Simply throw all the ingredients into a blender and enjoy these baby and toddler friendly butternut squash pancakes for a healthy breakfast, snack, or packable daycare treat!
My spinach pancakes have been receiving SOOO much love that I just had to come up with another delicious version and here it is! Adding butternut squash to your baby’s pancakes is a really really good idea. You’ll see ;).
Butternut squash for babies
Butternut squash is a great source of Vitamins A, C, E, and fiber. Vitamin C is particularly important for babies as it helps absorb iron from plant-based (non-heme) foods. Vitamin E is also important for brain development.
Here are the essential nutrients for babies
When choosing, pick one that is heavy for its size. Here’s a great tutorial on how to roast it. You’ll need 1 cup chopped. As for the rest, here are some ways to repurpose and enjoy throughout the week.
Even add them to baby meatballs!
Butternut squash – Feel free to use sweet potatoes or other winter squash – acorn, kabocha, pumpkin.
Whole fat Greek yogurt – helps keep the pancakes moist and adds an extra boost of protein, vitamin D, healthy fat, and probiotics! If you prefer a less tangier flavor, feel free to use plain yogurt.
Egg – added to bind the pancakes. Also provides a fluffy texture, just like in these oatmeals. I haven’t tried these with flax eggs but please do leave me a comment below if you try!
Oats – Either rolled or quick-cooking will work.
Whole wheat flour – If you prefer a less nuttier, milder flavor, try white whole wheat flour (nutritionally the same).
Walnuts – finely grind for babies
- To the food processor or blender add all the ingredients and process until smooth.
- Stir in the walnuts.
Tips for making these baby pancakes
Texturally, these are very moist. Therefore, be gentle when flipping over. Otherwise they will break.
These pancakes are not sweet and that’s intentional. They will make for a great vehicle for both sweet and savory toppings (see suggestions below).
However, if you desire a sweeter pancake, you can add 2 tablespoons of unsweetened applesauce or mashed banana.

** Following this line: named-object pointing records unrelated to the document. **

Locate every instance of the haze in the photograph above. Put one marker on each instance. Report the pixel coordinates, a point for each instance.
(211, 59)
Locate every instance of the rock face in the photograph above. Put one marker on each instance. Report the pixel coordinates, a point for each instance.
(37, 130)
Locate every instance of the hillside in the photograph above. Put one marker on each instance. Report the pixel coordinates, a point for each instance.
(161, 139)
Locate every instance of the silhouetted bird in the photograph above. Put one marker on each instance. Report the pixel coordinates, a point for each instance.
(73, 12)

You can also add 1 tablespoon of maple syrup but here are my thoughts on added sugars.
You can also try these banana protein pancakes.
Serving Suggestions for babies
You can offer these pancakes halved, or as strips. If you want to serve whole then simply make them smaller.

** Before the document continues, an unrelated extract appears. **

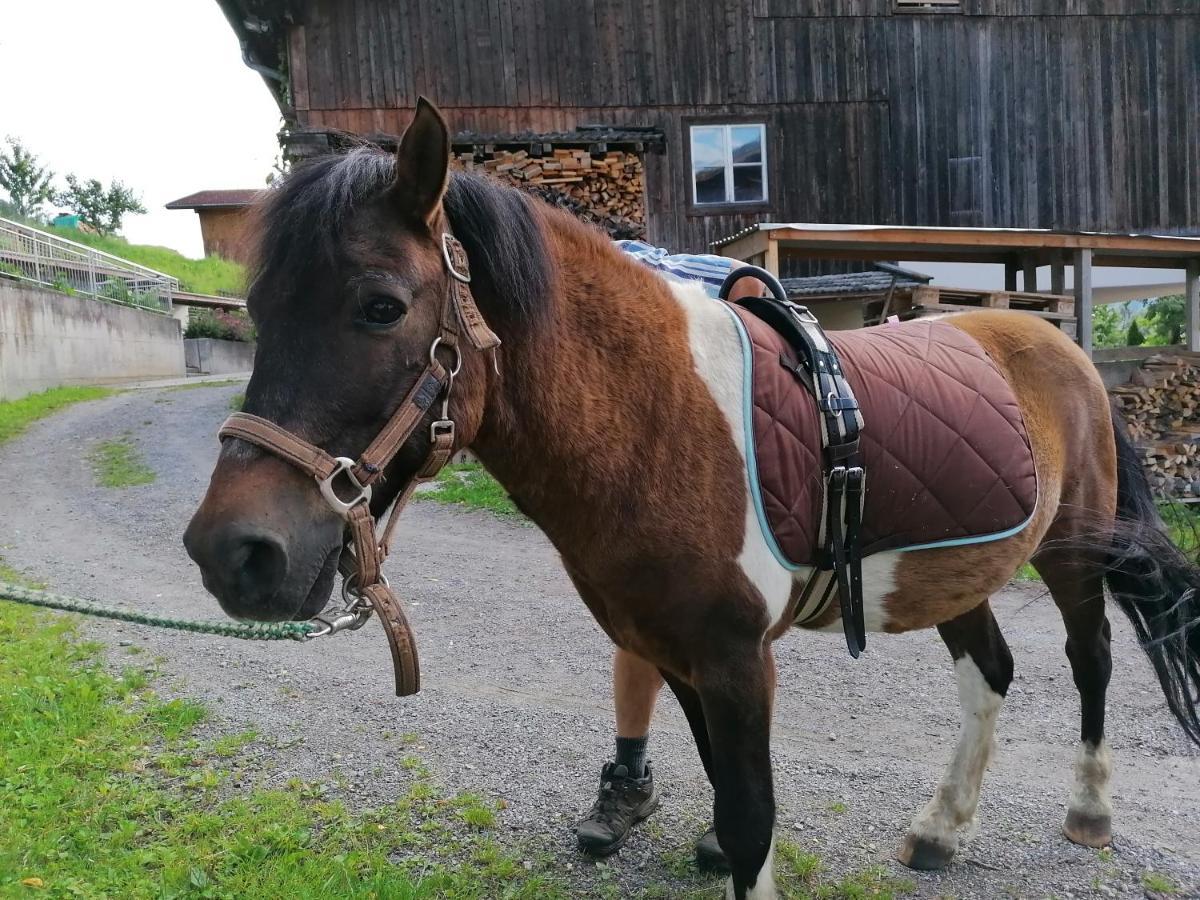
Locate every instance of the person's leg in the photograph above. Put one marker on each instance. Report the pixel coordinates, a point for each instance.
(627, 784)
(635, 689)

Make every bite count by serving with various toppings.
Here are some suggestions:
- peanut, tree nut, or sunflower butter
- dip – like beetroot dip, pumpkin seed spinach hummus
- a drizzle of tahini
- thinly sliced or mashed fruit – e.g. banana, raspberries, blueberries
Cool completely before transferring to an airtight container. Will keep in the fridge for 3-4 days. You can also flash freeze.
More baby breakfast ideas
- Spinach pancakes
- Vegetable baby oatmeal
- Chia puddings
- Easy egg recipes
- Savory baked oatmeal with vegetables
Do you want to minimize picky eating and set a solid foundation for a lifetime of healthy eating habits?

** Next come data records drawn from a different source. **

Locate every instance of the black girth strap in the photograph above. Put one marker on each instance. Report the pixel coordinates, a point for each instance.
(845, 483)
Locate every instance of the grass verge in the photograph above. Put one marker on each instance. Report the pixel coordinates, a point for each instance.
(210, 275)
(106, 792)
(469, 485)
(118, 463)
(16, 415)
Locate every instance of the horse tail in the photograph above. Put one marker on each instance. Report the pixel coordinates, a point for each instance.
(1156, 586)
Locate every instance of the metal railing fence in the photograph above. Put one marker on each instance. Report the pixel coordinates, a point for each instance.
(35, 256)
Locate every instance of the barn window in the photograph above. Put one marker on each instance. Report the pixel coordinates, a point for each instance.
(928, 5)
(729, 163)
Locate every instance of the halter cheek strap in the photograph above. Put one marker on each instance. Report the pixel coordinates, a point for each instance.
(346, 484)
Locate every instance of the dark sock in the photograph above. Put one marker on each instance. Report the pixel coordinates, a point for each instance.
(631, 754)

Check out this 3 month mastering self-feeding program! It’s the closest thing to me being in your kitchen
Butternut Squash Pancakes
- 1 cup (160g) roasted butternut squash
- 1/2 cup (120g) whole fat plain or Greek yogurt
- 1/4 cup (25g) rolled oats
- 1/4 cup (40) whole wheat flour
- 1 egg
- 1/2 teaspoon baking powder
- 1 teaspoon cinnamon
- 1/2 teaspoon nutmeg
- 2 tablespoons finely ground walnuts
- Add all the ingredients to food processor/blender and blend until smooth.
- Heat a pan or grill over medium to medium-low heat. Coat pan with butter or oil.
- Drop 1-2 tablespoons of batter into the pan. Cook until lightly browned (about 3 minutes) then very carefully flip. Cook for another 2-3 minutes.